741 мин, 27 сек 14453
А царившее между ними напряжение только лишний раз подтверждало неприятную данность.
«Кто попробовал однажды и выиграл — тот не остановится и дальше», — сказал кто-то из сокурсников Глеба во время возникшего на лекции спора…
Сам спор начался с совершенно посторонней темы.
Глеб отчётливо помнил, произошедшую в тот день дискуссию, которая для него самого открыла нечто иное, нежели задумывал вбить в неподатливые умы абитуриентов затеявший её профессор.
Разговор начался с того, что тучный лектор, по привычке восседая за огромной кафедрой и потягивая утренний кофе, — то ли специально расставляя сети, то ли просто о чём-то задумавшись, — сказал, будто тот же Александр Македонский не мог, в свою бытность полководцем, проиграть отдельную взятую битву кому бы то ни было. Хотя бы тому же Дарию — трусливому царю поверженных персов, который во времена грандиозной битвы при Гавгамелах мчался впереди своих солдат, силясь сохранить хотя бы жизнь, так как было уже не до чести. И дело тут даже не в характере самого Дария — будь на его месте кто угодно, думается, финал битвы оказался бы неизменным, потому что личность Македонского изначально задумывалась, как основополагающая, занимающая особое место в человеческой истории. А все остальные должны были с этим просто смириться.
На этом месте произошла первая склока. Естественно, активировался кто-то из «ботаников», учащихся на бюджетной основе, — остальным на нудную тарабарщину было просто плевать.
Глеб не был силён в истории, потому уверенно причислял себя ко второй группе нерадивых циклофем, которым единственное, что нужно, прежде всего, — это оставаться незамеченными. Да и история была ему совсем не нужна: на журфаке — это так, рутинная канитель, которую всё же лучше не запускать, иначе можно потом «закопаться», вычищая хвосты. К тому же не стоило забывать, что это была уже не средняя школа, а сам великий МГУ, со своей сотней человеко-абитуриентов на место из года в год, где одной какой-нибудь случайно угаданной и вовремя озвученной датой спастись вряд ли удастся.
Глеб уже на первом семестре понял, что ценится тут, в первую очередь, философствующая мораль, идущая параллельно с исторически выверенным процессом. И если ты, собрав в кучу ту же битву при Гавгамелах с личностной характеристикой Македонского и Дария, не пойдёшь топором в топь, а побарахтаешься с полчасика на поверхности, и сделаешь это более-менее достойно, так что суть твоих рассуждений уловит хотя бы лектор — про сокурсников нечего и говорить, — тогда следующая пытка последует минимум через полгода.

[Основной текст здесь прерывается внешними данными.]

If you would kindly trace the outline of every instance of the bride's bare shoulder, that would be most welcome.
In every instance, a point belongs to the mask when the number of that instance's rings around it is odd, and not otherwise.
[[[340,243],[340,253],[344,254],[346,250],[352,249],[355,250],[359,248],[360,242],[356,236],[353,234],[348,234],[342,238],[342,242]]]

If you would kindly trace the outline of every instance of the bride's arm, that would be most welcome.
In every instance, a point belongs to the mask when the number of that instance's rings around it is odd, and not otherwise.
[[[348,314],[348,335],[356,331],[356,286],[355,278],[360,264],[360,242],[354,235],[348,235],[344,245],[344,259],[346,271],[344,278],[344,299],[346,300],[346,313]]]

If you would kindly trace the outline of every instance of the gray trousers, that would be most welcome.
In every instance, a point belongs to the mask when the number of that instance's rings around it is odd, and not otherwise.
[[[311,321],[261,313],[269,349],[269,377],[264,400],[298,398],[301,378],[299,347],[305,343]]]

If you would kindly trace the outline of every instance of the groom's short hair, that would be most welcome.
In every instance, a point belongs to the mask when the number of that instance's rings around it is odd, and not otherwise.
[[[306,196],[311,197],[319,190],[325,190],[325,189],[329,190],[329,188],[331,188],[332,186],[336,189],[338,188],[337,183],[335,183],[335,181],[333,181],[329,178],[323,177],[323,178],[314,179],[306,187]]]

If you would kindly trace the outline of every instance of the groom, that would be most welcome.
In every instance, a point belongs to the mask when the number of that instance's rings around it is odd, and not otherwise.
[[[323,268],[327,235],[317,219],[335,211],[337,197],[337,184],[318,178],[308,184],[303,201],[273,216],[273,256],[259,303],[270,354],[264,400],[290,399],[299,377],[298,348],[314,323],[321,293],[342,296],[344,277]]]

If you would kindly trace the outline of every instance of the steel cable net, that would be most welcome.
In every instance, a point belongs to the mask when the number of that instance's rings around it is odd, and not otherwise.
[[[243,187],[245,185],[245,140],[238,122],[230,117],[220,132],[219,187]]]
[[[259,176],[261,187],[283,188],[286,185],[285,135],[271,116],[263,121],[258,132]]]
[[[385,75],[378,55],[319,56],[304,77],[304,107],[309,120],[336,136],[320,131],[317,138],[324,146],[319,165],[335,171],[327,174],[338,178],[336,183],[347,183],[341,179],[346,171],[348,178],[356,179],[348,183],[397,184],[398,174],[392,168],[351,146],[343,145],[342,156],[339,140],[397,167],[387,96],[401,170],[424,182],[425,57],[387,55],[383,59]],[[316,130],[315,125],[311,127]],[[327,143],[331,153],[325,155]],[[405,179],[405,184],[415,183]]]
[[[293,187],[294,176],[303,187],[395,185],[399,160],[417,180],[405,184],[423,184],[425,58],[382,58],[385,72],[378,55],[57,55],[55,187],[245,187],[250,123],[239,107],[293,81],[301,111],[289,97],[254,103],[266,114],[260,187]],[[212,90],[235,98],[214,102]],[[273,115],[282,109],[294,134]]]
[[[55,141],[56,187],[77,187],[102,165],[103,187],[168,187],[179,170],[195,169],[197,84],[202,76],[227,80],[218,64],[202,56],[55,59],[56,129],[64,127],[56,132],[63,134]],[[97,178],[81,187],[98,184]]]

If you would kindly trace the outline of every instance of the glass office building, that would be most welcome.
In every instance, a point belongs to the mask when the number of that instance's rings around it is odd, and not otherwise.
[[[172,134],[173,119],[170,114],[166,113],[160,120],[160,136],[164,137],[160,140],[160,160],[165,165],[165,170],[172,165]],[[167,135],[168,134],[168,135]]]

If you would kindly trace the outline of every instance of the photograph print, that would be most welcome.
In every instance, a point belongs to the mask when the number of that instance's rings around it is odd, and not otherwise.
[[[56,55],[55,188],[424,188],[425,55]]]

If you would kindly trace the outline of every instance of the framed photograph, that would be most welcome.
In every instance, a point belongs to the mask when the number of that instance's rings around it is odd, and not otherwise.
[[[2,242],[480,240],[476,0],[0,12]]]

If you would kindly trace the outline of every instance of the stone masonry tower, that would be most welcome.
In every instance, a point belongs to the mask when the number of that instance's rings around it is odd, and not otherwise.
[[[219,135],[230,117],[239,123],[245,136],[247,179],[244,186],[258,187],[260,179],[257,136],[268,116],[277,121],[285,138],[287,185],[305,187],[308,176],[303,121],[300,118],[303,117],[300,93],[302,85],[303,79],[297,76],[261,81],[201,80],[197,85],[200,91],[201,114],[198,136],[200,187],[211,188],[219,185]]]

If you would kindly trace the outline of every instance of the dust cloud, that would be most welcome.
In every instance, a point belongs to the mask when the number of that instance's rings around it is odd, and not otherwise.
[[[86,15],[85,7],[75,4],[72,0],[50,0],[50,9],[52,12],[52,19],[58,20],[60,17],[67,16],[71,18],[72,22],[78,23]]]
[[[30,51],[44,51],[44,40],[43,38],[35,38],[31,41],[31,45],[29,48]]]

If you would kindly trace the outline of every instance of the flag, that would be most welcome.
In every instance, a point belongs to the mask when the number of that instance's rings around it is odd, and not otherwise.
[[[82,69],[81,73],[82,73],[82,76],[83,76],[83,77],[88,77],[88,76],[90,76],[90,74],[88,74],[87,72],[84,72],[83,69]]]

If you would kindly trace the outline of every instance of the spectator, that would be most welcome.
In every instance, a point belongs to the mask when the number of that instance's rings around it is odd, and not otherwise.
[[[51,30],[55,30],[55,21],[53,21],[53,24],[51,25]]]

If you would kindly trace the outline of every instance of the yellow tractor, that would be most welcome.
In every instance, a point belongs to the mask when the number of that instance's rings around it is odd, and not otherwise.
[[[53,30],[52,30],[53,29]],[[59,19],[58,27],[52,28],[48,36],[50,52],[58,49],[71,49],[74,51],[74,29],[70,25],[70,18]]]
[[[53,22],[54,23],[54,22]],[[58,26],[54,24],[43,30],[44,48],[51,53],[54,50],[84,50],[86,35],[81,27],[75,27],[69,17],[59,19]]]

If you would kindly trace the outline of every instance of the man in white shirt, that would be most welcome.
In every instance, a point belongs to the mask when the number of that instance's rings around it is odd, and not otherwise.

Ну, так вот… Кому-то из бюджетников не понравилась речь лектора, смысл которой сводился к тому, что Александру отводилась некая определяющая роль в судьбе человечества. По мнению абитуриента, у Македонского элементарно не было соперников, которые бы соответствовали высочайшему уровню интеллекта великого полководца, — и незачем вплетать в историю происки небесных сил и какой-то там потусторонний смысл! Одним словом, неудавшийся зубрила, собственноручно влезший в угодливо растянутую перед его носом петлю, пытался втолковать похожему на удав профессору, что выступи против Македонского не какой-нибудь там трусливый перс, а взять хотя бы другого Александра — Невского или кого-нибудь из кровожадных монгольских ханов, — ещё не известно, чья бы смекалка оказалась изворотливее, и кто бы горделиво восседал на щите, созерцая, как его поверженный противник мчится прочь, подобно Дарию.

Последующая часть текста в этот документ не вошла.